2010/07/11

A mais importante das coisas menos importantes

Por estes dias, nos blogues de esquerda quase só se fala de futebol.
Embora eu concorde plenamente com este texto do Nuno Ramos de Almeida – a política não é definitivamente chamada para explicar o que se passa no relvado -, é
bastante consensual que a forma de jogar das seleções reflete caraterísticas nacionais. Os exemplos são vários: a organização e o coletivo alemães, o individualismo e o improviso sul-americanos, o cinismo e o maquiavelismo italianos… Penso mesmo que as extrapolações da política para o futebol têm mais a ver com as extrapolações destas caraterísticas para a política.
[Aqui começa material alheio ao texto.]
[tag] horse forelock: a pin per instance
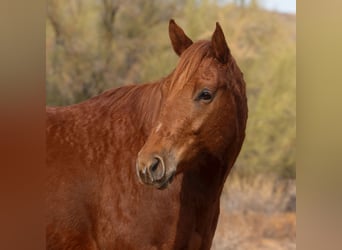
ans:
(190, 61)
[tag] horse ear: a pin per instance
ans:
(219, 45)
(179, 40)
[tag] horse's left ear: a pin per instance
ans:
(219, 45)
(180, 41)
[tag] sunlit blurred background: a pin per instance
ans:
(94, 45)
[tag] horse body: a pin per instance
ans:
(98, 150)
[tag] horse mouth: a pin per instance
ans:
(165, 183)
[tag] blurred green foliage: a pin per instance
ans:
(95, 45)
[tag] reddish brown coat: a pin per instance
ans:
(108, 157)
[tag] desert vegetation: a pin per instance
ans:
(94, 45)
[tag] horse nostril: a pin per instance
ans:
(154, 165)
(156, 169)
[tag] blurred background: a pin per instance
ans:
(94, 45)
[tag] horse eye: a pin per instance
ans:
(205, 95)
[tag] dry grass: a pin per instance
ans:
(258, 214)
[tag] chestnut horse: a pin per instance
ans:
(143, 166)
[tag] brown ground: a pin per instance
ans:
(257, 214)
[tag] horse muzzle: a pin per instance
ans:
(151, 170)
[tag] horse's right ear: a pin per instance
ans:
(179, 40)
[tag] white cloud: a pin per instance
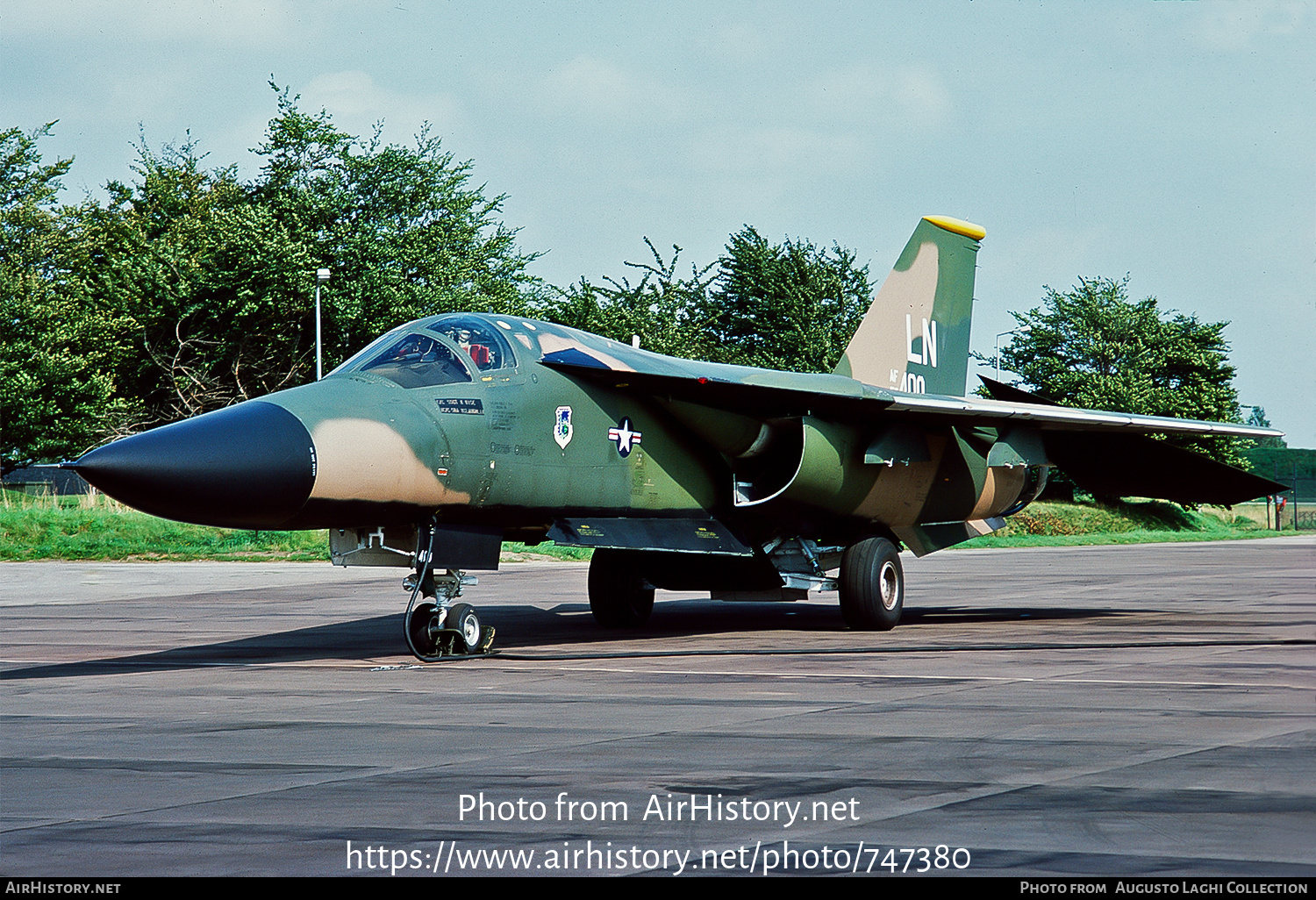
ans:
(1239, 25)
(357, 103)
(873, 96)
(228, 23)
(600, 91)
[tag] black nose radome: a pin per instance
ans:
(247, 466)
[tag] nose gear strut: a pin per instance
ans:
(441, 629)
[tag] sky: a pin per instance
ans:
(1171, 142)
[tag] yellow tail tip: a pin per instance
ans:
(958, 226)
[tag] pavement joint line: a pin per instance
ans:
(1087, 771)
(815, 652)
(911, 676)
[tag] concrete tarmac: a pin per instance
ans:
(1076, 711)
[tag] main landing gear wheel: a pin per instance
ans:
(871, 586)
(619, 595)
(462, 618)
(423, 632)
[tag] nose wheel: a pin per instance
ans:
(440, 628)
(434, 632)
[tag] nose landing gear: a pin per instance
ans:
(442, 628)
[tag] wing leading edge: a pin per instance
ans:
(1103, 452)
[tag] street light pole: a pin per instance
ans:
(321, 276)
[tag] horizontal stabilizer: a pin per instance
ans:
(1137, 466)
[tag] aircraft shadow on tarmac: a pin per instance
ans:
(565, 625)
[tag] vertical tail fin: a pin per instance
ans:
(915, 336)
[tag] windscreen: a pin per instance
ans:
(418, 361)
(476, 339)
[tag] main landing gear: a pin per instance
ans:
(871, 586)
(619, 594)
(441, 628)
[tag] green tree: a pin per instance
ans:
(1094, 347)
(787, 305)
(663, 308)
(404, 229)
(213, 286)
(58, 349)
(215, 275)
(784, 305)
E no dia a dia estas caraterísticas, se não fazem a política, fazem parte da realidade internacional.
Um bom exemplo de tais extrapolações será o definir-se, como é habitual, um futebol mais baseado nos rasgos individuais como “de esquerda”, enquanto um futebol mais disciplinado taticamente seria “de direita”. Num contexto internacional, quem pratica o primeiro tipo de futebol são países emergentes como o Brasil ou a Argentina e “PIGS” como Portugal, enquanto o arquétipo de quem pratica o segundo tipo de futebol é quem dita a ordem na Europa, a Alemanha. Mas estes países, como todos os outros, já tiveram governos de esquerda e de direita, e nem por isso as suas caraterísticas mudaram. Esta distinção pode fazer sentido para altermundialistas para quem quem governa é sempre de direita, mas não creio que tenha grande utilidade prática.
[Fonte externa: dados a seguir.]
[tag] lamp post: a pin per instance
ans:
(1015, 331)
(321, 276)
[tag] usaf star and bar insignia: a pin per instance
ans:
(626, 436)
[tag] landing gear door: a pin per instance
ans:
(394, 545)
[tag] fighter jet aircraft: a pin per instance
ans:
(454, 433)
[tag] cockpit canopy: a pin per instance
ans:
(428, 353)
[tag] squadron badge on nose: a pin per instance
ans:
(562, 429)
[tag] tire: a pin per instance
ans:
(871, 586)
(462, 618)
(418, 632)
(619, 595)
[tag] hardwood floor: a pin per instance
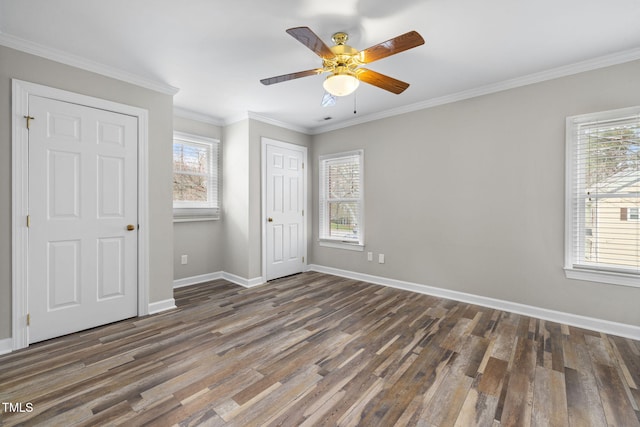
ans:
(315, 349)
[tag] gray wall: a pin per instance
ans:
(14, 64)
(201, 241)
(469, 196)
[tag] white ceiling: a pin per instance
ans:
(216, 52)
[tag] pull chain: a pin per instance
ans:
(354, 103)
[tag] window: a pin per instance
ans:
(603, 196)
(195, 178)
(341, 200)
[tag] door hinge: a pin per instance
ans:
(29, 118)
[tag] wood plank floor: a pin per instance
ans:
(315, 349)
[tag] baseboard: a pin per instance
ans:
(160, 306)
(194, 280)
(247, 283)
(6, 346)
(600, 325)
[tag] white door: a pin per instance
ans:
(285, 235)
(83, 217)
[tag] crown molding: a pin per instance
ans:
(567, 70)
(270, 121)
(198, 117)
(66, 58)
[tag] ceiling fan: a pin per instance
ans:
(344, 62)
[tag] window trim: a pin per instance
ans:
(186, 211)
(334, 242)
(587, 272)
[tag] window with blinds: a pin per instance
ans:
(195, 177)
(603, 196)
(341, 198)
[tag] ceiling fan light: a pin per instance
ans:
(341, 84)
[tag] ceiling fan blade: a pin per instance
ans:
(308, 38)
(381, 81)
(291, 76)
(391, 47)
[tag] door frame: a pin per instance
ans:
(21, 91)
(263, 219)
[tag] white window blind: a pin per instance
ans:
(195, 177)
(603, 183)
(341, 198)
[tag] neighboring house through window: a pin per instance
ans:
(195, 178)
(603, 197)
(341, 200)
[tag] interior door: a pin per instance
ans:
(83, 217)
(285, 236)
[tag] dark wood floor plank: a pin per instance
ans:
(315, 349)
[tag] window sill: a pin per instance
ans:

Dito isto, falar-se em futebol “de esquerda” como o mais espetacular, o mais aberto, em oposição a um futebol “de direita” mais fechado e mais interessado no resultado preocupa-me pelo que indicia. Então a esquerda não está preocupada com o resultado? Só a direita é que está interessada em ganhar?

É possível que sim, e por isso é que a direita está no poder na maior parte dos sítios, a maior parte do tempo. Mas não deve ser assim. A esquerda tem que se preocupar com o resultado. A esquerda tem que querer ganhar. Governar. Assumir responsabilidades. Agora a esquerda não pode, com isto, tornar-se igual à direita. Conceber um programa realmente de esquerda de governo e executá-lo pacificamente e sem protestos ou boicotes, de um lado ou de outro, será tão difícil como pôr uma equipa a ganhar sempre e a praticar um futebol espetacular.
Um dos grandes teóricos desta distinção entre o futebol “de esquerda” e “de direita” é o argentino Jorge Valdano (autor da frase que dá o título a este texto, relativa justamente ao futebol). Valdano que enquanto jogador foi colega de seleção de Maradona e, posteriormente, foi treinador, sendo hoje diretor do Real Madrid. Enquanto treinava este clube, em 1996, era frequentemente derrotado com o seu futebol “de esquerda”. Os adeptos do Real Madrid assobiavam-no e insultavam-no em pleno estádio Santiago Barnabéu. Confrontado com essas vaias, o engravatado Valdano respondia, com uma arrogância tipicamente argentina (e talvez tipicamente esquerdista): “Insultam-me porque sou de esquerda!”
Tenho cá para mim que, com a ira que causou aos adeptos do maior clube espanhol, Jorge Valdano teve as suas responsabilidades na vitória, nas eleições desse mesmo ano, do PP, e na chegada ao poder de José Maria Aznar. Queriam um exemplo da influência do futebol na política? Aqui o têm.